A more efficient method that we use to prove this fact, is by starting from the basics.
This is to say, we introduce the pigeonhole principle, then consider what a complete graph is, followed by building an understanding of Ramsey numbers. Next, we propose a method of determining how to solve \(R(s,t)\) for small enough \(s,t,\in \mathbb{N}\text{.}\) Lastly, we will use this method to determine \(R(3,3)=6\) and consequently \(R(3,3,3)=17\text{.}\)
We use the following:
The pigeonhole principle states that if we want to put \(n\) pigeons into \(k\) pigeonholes, and \(n\gt k\text{,}\) there must be at least one pigeonhole with \(\lceil \frac{n}{k}\rceil\) pigeons.

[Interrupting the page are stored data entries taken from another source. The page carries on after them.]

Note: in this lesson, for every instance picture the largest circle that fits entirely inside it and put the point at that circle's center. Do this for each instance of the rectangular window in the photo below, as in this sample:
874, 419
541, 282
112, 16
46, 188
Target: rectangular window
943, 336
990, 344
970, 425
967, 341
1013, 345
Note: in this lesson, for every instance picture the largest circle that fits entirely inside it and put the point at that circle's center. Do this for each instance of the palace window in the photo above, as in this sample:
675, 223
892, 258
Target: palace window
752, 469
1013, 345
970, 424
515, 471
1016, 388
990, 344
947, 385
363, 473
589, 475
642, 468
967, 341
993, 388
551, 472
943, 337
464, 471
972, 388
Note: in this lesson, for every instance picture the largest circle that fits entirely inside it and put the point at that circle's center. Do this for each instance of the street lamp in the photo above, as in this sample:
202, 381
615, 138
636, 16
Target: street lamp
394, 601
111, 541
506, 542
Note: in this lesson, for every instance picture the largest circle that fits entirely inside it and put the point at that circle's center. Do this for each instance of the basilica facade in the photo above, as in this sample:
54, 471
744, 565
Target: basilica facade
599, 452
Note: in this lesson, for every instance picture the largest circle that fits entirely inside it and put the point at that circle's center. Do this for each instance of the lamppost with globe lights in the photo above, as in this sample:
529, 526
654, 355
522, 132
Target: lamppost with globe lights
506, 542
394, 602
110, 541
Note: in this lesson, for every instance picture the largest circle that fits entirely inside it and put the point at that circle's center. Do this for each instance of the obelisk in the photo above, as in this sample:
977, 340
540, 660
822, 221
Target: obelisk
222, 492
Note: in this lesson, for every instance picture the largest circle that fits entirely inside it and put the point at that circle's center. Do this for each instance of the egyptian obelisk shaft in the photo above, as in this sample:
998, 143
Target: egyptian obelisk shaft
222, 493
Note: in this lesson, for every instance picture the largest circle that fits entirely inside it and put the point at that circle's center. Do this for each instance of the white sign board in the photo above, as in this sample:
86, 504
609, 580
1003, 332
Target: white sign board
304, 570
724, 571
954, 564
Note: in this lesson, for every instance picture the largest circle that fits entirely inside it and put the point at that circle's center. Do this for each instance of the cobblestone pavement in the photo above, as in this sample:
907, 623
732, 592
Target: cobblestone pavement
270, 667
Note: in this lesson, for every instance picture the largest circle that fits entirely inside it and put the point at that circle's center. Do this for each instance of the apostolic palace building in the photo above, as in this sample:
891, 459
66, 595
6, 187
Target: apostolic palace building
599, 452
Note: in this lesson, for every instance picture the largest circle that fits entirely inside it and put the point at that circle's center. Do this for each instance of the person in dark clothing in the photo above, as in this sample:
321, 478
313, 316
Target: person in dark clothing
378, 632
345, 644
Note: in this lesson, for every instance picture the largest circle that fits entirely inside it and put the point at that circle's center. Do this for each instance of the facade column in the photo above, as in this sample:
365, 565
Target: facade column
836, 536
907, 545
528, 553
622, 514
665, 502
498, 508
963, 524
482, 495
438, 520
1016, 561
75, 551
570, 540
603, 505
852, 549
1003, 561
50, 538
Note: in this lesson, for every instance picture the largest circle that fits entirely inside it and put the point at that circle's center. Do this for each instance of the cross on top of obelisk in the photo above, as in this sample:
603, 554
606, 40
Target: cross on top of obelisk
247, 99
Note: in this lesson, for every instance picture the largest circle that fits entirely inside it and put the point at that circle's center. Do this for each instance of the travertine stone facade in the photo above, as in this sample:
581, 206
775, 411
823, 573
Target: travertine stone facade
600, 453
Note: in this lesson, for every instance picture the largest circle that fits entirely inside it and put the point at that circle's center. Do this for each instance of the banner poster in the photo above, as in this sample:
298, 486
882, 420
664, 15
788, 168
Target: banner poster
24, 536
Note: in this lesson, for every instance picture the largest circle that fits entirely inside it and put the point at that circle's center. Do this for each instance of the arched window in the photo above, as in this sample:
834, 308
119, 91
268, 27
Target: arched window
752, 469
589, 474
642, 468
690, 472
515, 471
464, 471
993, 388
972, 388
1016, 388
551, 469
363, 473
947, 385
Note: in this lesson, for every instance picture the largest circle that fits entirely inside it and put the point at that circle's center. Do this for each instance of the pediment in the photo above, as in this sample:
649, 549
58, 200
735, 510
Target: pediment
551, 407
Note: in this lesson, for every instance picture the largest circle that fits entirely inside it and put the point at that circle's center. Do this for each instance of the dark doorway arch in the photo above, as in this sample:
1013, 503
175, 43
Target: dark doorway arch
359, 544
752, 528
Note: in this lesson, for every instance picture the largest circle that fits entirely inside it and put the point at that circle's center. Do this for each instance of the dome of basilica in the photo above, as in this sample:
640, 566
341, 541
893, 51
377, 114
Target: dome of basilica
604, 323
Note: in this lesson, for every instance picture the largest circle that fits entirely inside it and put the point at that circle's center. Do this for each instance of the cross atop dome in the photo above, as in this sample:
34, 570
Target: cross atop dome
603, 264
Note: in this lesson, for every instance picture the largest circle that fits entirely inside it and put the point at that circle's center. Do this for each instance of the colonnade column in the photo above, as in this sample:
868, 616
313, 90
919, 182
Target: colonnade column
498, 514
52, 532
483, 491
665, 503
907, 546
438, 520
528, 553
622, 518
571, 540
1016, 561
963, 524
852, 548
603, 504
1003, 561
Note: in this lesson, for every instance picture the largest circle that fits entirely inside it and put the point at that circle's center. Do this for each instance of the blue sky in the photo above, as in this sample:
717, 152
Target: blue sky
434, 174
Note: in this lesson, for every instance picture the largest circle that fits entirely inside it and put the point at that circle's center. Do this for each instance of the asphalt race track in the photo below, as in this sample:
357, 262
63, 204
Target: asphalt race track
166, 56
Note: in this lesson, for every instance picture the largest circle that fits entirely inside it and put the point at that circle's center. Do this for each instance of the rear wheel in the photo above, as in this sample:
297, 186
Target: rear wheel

A complete graph is a graph where any two vertices are connected by an edge. Further, the conventional notation is \(K_s\) with \(n\in\mathbb{N}\) denoting the number of vertices so that \(K_n\) has \({n\choose 2}\) edges.
The Ramsey number \(R(s,t)=M\) denotes the minimum number of vertices of the complete graph \(K_N\) such that an edge \(2\)– colouring yields a monochromatic \(K_s\) or a monochromatic \(K_t\text{.}\)
Lastly, our main method of proving \(R(3,3)=6\) and \(R(3,3,3)=17\) starts by fixing a vertex of the complete graph in question. Then, we apply an edge colouring of all of the edges from our fixed vertex and apply the pigeonhole principle to determine how many of them are of one colour or another.
From this colouring, we isolate the edges of a single colour to reduce our problem. Then, we consider cases of the edge colouring on the remaining edges of our reduced problem.
Finally, we conclude that such a monochromatic \(K_3\) will exist in the complete graphs in question by the case analysis.